The chapters that follow provide strong evidence that our schools can respond to the challenges they face as we move towards a knowledge-based society. Innovation, itself, will be an essential element of the process in this transition period. The external policy, professional and market pressures and internal professional pressures on schools provide a framework that can be harnessed to support the process of innovation.
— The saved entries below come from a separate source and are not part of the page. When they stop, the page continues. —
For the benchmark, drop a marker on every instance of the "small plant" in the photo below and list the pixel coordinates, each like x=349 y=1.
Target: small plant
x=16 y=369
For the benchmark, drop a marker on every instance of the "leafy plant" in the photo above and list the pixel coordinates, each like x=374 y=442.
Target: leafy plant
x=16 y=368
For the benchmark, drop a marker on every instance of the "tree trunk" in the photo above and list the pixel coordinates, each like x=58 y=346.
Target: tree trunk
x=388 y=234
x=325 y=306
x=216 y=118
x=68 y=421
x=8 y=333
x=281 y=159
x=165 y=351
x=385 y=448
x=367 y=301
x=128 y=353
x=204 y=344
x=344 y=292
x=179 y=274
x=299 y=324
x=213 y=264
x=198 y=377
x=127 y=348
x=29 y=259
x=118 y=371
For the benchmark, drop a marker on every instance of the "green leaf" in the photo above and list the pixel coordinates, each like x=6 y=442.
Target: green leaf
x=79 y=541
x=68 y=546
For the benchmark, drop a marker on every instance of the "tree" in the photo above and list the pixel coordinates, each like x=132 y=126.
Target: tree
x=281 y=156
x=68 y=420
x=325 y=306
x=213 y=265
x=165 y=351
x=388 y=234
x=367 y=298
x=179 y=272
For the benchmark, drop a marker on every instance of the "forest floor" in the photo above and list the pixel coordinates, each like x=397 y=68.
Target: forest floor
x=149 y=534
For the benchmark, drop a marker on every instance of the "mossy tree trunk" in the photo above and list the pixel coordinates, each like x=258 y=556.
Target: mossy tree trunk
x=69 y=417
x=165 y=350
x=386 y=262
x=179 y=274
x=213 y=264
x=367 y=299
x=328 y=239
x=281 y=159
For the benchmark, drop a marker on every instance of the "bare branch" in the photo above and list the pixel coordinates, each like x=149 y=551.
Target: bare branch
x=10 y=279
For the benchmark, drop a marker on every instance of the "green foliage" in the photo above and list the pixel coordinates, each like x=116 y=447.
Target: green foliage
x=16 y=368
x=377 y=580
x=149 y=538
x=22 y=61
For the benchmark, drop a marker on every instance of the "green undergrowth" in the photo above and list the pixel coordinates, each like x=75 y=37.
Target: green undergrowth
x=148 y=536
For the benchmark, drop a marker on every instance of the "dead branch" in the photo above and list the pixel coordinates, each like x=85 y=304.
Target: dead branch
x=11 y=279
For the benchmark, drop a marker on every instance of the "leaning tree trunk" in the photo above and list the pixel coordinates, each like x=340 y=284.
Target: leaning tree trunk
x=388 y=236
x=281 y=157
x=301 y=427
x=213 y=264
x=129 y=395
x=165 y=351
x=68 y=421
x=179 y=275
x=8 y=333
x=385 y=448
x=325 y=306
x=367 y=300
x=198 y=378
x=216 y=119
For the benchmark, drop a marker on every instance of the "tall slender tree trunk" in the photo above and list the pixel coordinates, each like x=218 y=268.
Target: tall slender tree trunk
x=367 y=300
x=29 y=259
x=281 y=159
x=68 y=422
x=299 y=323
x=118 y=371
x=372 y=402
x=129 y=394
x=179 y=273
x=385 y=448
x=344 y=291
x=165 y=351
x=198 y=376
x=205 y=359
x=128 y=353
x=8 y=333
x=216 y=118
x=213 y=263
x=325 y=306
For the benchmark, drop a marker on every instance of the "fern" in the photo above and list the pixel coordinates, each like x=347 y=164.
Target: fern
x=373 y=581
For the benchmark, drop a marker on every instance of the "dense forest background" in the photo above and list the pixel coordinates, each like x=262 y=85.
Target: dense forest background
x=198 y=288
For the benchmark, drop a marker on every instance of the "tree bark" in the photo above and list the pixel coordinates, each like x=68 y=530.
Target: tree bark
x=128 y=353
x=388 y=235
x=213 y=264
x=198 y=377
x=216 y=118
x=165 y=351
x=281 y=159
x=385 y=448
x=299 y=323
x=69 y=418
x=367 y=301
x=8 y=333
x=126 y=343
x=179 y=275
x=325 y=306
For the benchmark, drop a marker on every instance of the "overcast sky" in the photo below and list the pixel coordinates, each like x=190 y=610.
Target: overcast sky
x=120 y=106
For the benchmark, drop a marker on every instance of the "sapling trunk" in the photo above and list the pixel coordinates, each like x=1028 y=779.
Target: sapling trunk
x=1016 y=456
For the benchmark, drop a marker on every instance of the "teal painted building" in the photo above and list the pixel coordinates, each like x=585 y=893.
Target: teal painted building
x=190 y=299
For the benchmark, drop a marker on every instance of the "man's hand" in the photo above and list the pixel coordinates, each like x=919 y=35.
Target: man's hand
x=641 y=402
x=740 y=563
Although the IBPP schools had access to most of the essential skills and knowledge among their staff, the success of innovation in schools is significantly dependent also on the access schools have to external expertise, research knowledge and programmes that they can draw on for support. The IBPP schools were not always able to locate and access all the external resources they required. The structure of the project itself was a significant support to the teachers and principals involved in driving the innovations in their schools. The project provides strong evidence of the need to rethink professional development for teachers. Professional learning can only be achieved by teachers `working' with the knowledge that they are incorporating into their innovations. Teacher-based research and evaluation of their practice is a necessary component of successful school innovation.
The lessons for policy that arise from the IBPP include:
- the need for a more penetrating focus on teacher learning and the evaluation of its impact on student learning;
- recognition of the advantages of providing schools with greater local control over their resources; and
- recognition that government and the profession have a role in creating an external framework of constructive pressure and support to act as a catalyst for innovation.
Few of the IBPP schools were influenced by systemic programmes and policies to embark on their innovation, which suggests that the primary role of systems in innovation may be in the development of an infrastructure that supports schools to access the external resources of expertise, programmes, and knowledge that they require for innovation.
1 The evidence suggests that the variation in student learning outcomes that lies between schools in Asian school systems is considerably less than in Western systems, as low as 2 per cent, reflecting the greater uniformity of schools and teaching practices in Asian systems (Teddlie & Reynolds, 1999).
2 The 107 schools are listed in Appendix 1. Where reference is made to individual schools in the chapters of this report, pseudonyms are used.
3 Funding was based on school size and location and varied from $8,000-$15,000.
4 This data is from the school survey. Schools frequently targeted more than one year/grade level and improvement focus. Hence the percentages cited do not add up to 100 per cent.